From John Carmack, the man who invented 3D gaming, to high level industry professionals, the Rift was suddenly being taken seriously. The impossible dream of our age that gave birth to whole genres of cult sci fi movies, cultural phenomenons like The Matrix, and personalized entertainment worlds offered to Star Fleet members via Star Trek's holodeck all seemed once again within reach after decades in research and development dustbins.
Things have changed since that first E3 appearance. The Oculus company, still a small force of true believers backed by Kickstarter money, was bought by Facebook magnate Mark Zuckerberg for a cool 2 billion dollars. Now there's a nice office for the employees, a lack of money trouble, Palmer Luckey holds founder status, and John Carmack quit his job at legendary id software to come on board with Oculus full time. The aim is the same, create worlds in a box that fool our brains into thinking we are there.

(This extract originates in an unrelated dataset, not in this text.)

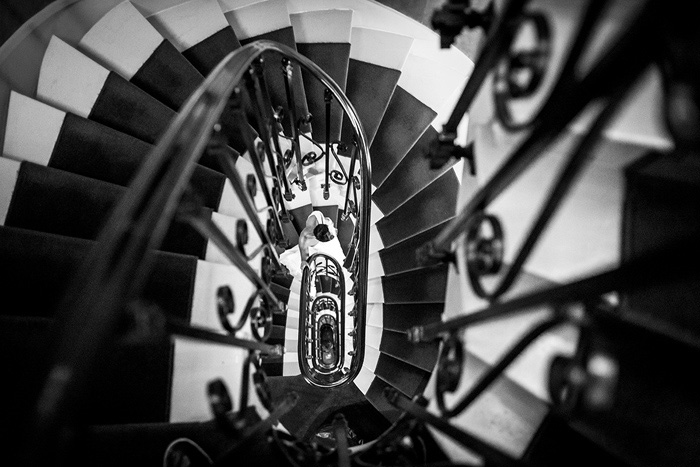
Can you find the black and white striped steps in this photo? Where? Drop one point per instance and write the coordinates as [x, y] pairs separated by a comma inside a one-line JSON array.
[[388, 76]]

Until the Facebook purchase Oculus had been laser focused on creating a viable gaming device. They saw the realization of the great myth of virtual reality as an entertainment device. Zuckerberg had no intention of changing that but he clearly saw this as a different kind of animal. In his mind it would also be a revolutionary social communications device where people can meet and communicate eye to eye without traveling any distance, where a shared space can be used. Want to meet up on mars for a chat? He wants you to.
Like the dragon, virtual reality is seen many different ways by those from various vantage points. There are as many ways to view it as there are people in the world. If Virtual Reality becomes a real reality, we will receive it the way the creators want us to, at least at first. In the lore of the dragon we find that the beast is a hoarder, although he has no use for it, he steals vast caches of gold and rests upon the pile. There he defends his gold, his prize that can only be freed from his clutches by his destruction.
In the real world of technology and business the way to defeat is to compete. To get the treasure beneath the creature and access to its secrets someone must create a competing product. Once that has been done all of the possibilities that virtual reality has in gaming, social networking, and any other creative endeavor that can be imagined will be readily exploitable since the technology isn't owned by just one entity. Recently we have seen such a product making headlines, it is Sony's Project Morpheus. In a recent interview with The Guardian Sony Computer Entertainment CEO Andrew House spoke of the Rift, shedding some light on Sony's plan for their similar technology.
"With Oculus we saw this groundswell of game development that didn't necessarily have a monetizable or a business option, but [developers were] so passionate about this space that they were doing this essentially in their spare time. It struck that me that if there's a variety of game developers showing interest in this space then it's probably time to jump in and see if we can play a part and give them the tools they're looking for."